Chocolate Tasting with ICE Alum Zac Young

On Sunday, ICEalum and star of Top Chef: Just Desserts, Zac Young came to ICE to guide students through a tasting of a variety of Guittard chocolates and demonstrate some desserts designed to highlight the flavor profiles of different chocolates.

The Guittard family has manufactured chocolate in the San Francisco valley for more than 140 years. Guittard Chocolate’s high-end E. Guittard line includes a variety of blended and single-origin chocolates made from beans from select locations.
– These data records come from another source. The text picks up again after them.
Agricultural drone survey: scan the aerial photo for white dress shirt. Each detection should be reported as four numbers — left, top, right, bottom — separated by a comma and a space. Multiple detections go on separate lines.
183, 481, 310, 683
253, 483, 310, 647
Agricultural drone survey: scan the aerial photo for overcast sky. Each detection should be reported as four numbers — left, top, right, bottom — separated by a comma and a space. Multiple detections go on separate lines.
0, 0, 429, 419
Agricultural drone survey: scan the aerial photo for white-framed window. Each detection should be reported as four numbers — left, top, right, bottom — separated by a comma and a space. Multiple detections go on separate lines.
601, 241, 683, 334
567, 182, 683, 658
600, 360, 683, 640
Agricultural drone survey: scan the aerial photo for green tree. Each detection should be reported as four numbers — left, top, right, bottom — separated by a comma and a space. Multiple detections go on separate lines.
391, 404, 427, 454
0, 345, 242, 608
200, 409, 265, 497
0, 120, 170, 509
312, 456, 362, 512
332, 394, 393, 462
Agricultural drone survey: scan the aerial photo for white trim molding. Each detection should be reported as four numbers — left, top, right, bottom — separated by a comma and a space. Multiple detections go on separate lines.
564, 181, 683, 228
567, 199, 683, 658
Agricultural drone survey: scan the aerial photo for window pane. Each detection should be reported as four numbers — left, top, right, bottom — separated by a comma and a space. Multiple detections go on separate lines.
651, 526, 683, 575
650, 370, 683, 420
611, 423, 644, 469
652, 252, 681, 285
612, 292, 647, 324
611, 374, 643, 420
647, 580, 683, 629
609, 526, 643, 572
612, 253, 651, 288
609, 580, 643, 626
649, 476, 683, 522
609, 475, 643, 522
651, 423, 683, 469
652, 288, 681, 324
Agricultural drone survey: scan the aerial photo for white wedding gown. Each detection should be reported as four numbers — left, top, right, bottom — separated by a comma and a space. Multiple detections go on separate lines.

The students were able to taste 12 different chocolates, ranging from a 38% Hawaiian milk chocolate to a 91% bittersweet blended chocolate.

The tasting included single-origins from Hawaii, Peru, Madagascar, Trinidad, Venezuela and more. Zac said that as a pastry chef, he loved working with these single-origin chocolates because they have a flavor profile of their own and can they can be used to make desserts that go a step beyond the base flavors of chocolate and begin to highlight the fruit and flora notes chocolate can have.

For the demo, Zac made two desserts. His “Whoppers and Pretzels,” a malted cheesecake with chocolate pretzel crunch was designed to highlight the flavor of Guittard’s Kokoleka Hawaiian 38% Milk Chocolate. The other dessert, “Coconut Cream Pie ‘On Its Side’,” a chocolate crèmeux and a coconut crèmeux with coconut streusel, showcased the flavor of Guittard’s Complexité 70% Bittersweet Chocolate.

Both desserts were a designed to contrast and balance flavors and textures, illustrating the uses of different types of chocolate. Zac also offered some advice for ICE students, telling them to be prepared to work very hard once they left school. He recounted how after graduating from ICE’s Pastry & Baking Arts program he went on to work at Bouchon Bakery.

He said, “I was their first ever extern, and I was probably their worst extern. I cried everyday.” He told the students of his journey from working harder than he ever imagined at Bouchon, to becoming Pastry Chef at Butter, and now heading the pastry kitchens at two locations of Flex Mussels. His essential tip for would be pastry chefs — “If you work in a place with a climate-controlled chocolate room, you can cry in there — you’ll be less puffy.”